Одна из индианок от испуга уронила корзину с фруктами, и спелые плоды покатились по земле. Внезапно молодой воин из племени каннибалов вышел вперед, с некоторой робостью поднял с земли румяное манго и, широко улыбаясь, протянул его девушке. Та несколько секунд преодолевала робость, но потом улыбнулась в ответ и взяла спелый фрукт. На мгновение их руки соприкоснулись, и густая краска залила лица обоих. Вслед за ними и другие мужчины и женщины направились друг к другу.
В этот момент с деревьев раздался ликующий крик амазонок:
– Слава Золотому сердцу! Золотое сердце вернуло любовь в наши земли! Да будет великий пир!
Приготовления к торжеству, знаменующему воссоединение двух враждовавших племен, начались незамедлительно.
Большеголовые, длиннорукие людоеды помогали своим новообретенным избранницам доставлять дрова и корзины с фруктами в дом на дереве и свежевали дичь на нижних этажах. Дичи же было в избытке; с помощью петель, сделанных из лиан, наверх поднимали бесконечное количество тушек свиней-пекари, гигантских грызунов-капибар до трех пудов весом, жирных тапиров и без счету всякой птицы.

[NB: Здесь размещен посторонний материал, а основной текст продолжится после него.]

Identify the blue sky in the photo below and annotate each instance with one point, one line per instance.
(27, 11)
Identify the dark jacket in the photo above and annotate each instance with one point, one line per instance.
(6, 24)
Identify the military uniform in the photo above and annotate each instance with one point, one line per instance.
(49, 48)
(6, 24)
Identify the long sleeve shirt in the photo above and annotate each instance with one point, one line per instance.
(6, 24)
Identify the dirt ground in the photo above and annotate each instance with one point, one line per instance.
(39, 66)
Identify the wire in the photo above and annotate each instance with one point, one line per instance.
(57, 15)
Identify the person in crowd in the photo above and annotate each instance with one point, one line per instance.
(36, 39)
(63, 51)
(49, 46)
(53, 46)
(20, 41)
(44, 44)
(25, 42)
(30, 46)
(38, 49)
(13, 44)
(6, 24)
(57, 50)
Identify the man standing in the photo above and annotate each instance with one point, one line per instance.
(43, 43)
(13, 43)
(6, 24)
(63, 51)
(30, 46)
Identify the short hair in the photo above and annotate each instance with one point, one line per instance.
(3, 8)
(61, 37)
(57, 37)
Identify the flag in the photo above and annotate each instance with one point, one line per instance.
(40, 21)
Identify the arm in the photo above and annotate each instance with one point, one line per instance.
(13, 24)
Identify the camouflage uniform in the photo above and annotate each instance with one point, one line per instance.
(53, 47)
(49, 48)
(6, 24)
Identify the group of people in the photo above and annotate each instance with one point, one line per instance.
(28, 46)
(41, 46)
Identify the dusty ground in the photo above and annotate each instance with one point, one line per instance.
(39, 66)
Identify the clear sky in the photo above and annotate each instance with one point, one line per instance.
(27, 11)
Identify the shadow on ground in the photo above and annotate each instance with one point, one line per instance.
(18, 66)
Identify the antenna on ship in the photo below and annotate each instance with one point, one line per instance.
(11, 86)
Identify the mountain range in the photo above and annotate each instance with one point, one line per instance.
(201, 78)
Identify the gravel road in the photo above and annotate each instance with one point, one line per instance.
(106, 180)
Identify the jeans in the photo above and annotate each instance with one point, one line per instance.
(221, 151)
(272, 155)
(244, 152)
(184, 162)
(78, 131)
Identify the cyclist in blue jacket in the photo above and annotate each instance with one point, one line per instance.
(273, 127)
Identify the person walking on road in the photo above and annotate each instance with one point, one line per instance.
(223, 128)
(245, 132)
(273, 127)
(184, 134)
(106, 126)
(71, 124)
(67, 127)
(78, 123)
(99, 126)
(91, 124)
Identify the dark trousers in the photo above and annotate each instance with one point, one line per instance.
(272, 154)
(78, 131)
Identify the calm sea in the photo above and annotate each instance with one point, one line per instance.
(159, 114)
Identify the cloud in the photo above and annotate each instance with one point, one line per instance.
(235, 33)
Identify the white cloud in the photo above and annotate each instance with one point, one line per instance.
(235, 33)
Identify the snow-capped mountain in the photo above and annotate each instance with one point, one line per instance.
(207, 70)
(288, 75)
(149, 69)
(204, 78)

Основные же заботы об угощении на несколько сотен ртов легли на узкие коричневые плечи прислужниц племени амазонок. Трудолюбивые индианки от мала до велика всю ночь запекали, фаршировали, пекли лепешки из маниоки, перетирали орехи кастанейро и коренья в ароматную пасту, заворачивали тамалес в нежнейшие молодые листья, коптили рыбу и тушили грибы. Дом на дереве напоминал работающий завод, отсвечивающий в ночи красными сполохами и дымящий ароматными запахами. Время от времени то тут, то там мелькали невысокие тени и слышался смех. Тесное общение явно нравилось обеим сторонам.
На следующий день был устроен грандиозный праздник. Фруктовая брага и кукурузное пиво лились рекой. Одних только морских свинок-койи было съедено больше, чем волос на голове у взрослого мужчины.
Нижние этажи дома на дереве превратились в зал для великого пиршества. Временно сооруженные столы были завалены жареным мясом, фаршированными лепешками вперемешку с красными плодами пальмы бурити и гроздьями ягод асаи, напоминавшими виноград. Воины племени каннибалов, те, которые не напились вусмерть браги и не страдали животами, объевшись непривычной пищи, тискали своих коротконогих подруг и совместно с ними предавались пляскам и пению. Амазонки сидели на возвышении, куда был допущен только сияющий, как медный пятак, отец Лоренцо, и держались обособленно и слегка надменно. Но в разгар праздника и они не удержались от общего веселья.
Но настоящим королем пира был Всеволод Родин. Ему соорудили отдельное ложе под стать его габаритам и потчевали только самыми изысканными яствами и напитками. Индианки вплели в бороду северного великана, подарившего им любовь, множество тропических цветов и украсили голову пышным венком. Всеволод, изображая теперь индейского Диониса с тыквенной чашей фруктового самогона в могучей руке, находился в состоянии весьма благодушном.